THE Government was charged this week with "rank discrimination"
against religious education in schools. The accusation, by Mark
Chater, a director of the Culham St Gabriel's Trust, a leading RE
research organisation, was made in protest at ministers' refusal to
reinstate £9000 bursaries for graduates training to be RE teachers.
The decision would intensify the shortage of specialist teachers,
he said. Nearly half of all RE lessons are taught by staff with no
qualifications in the subject.
Dr Chater's strictures were matched by criticism from other
senior figures in the RE community, including John Keast, who
chairs the RE Council, and Stephen Lloyd, who heads the All-Party
Parliamentary Group (APPG) on RE. Together with the Bishop of
Oxford, the Rt Revd John Pritchard, the chairman of the Church of
England's Board of Education, they had pleaded with ministers to
restore bursaries for the academic year beginning this
September.
The ministerial decision - in effect, a refusal to accept their
case - was delivered to Mr Keast earlier this month in a letter
from a junior Education Minister, Elizabeth Truss.

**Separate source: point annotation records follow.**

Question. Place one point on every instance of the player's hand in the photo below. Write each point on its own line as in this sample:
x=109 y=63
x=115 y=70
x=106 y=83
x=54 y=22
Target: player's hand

RE experts say that their warning that, without bursaries, fewer
able graduates would opt to specialise in RE was borne out this
month when it was confirmed that applications for RE postgraduate
courses were 20 per cent below target. They see the continued
"financial freeze" on their subject as further evidence that it is
being downgraded by government ministers and their civil
servants.
The only other subjects to be refused training bursaries are
Art, Business Studies, Citizenship, and Design and Technology. PE
will join the Cinderella list next year. A spokesman for the
Department for Education said that there was evidence that more
high-quality graduates were being recruited to teach RE: "We
believe it is right to focus incentives such as bursaries on those
subjects where they are needed most, such as maths or physics,
where there has been historic under-achievement."
But Bishop Pritchard said: "If bursaries are to be focused where
they are needed, RE should be first in the queue."
The denial of training bursaries is the latest in a string of
government decisions that, RE experts say, is consigning their
subject to the margins of the curriculum. The biggest blow was the
decision to leave religious studies out of the list of core
academic subjects that qualified for the English Baccalaureate. At
a seminar in Lambeth Palace last summer, the Secretary of State for
Education, Michael Gove, admitted that RE might have been an
unintentional casualty of government policy.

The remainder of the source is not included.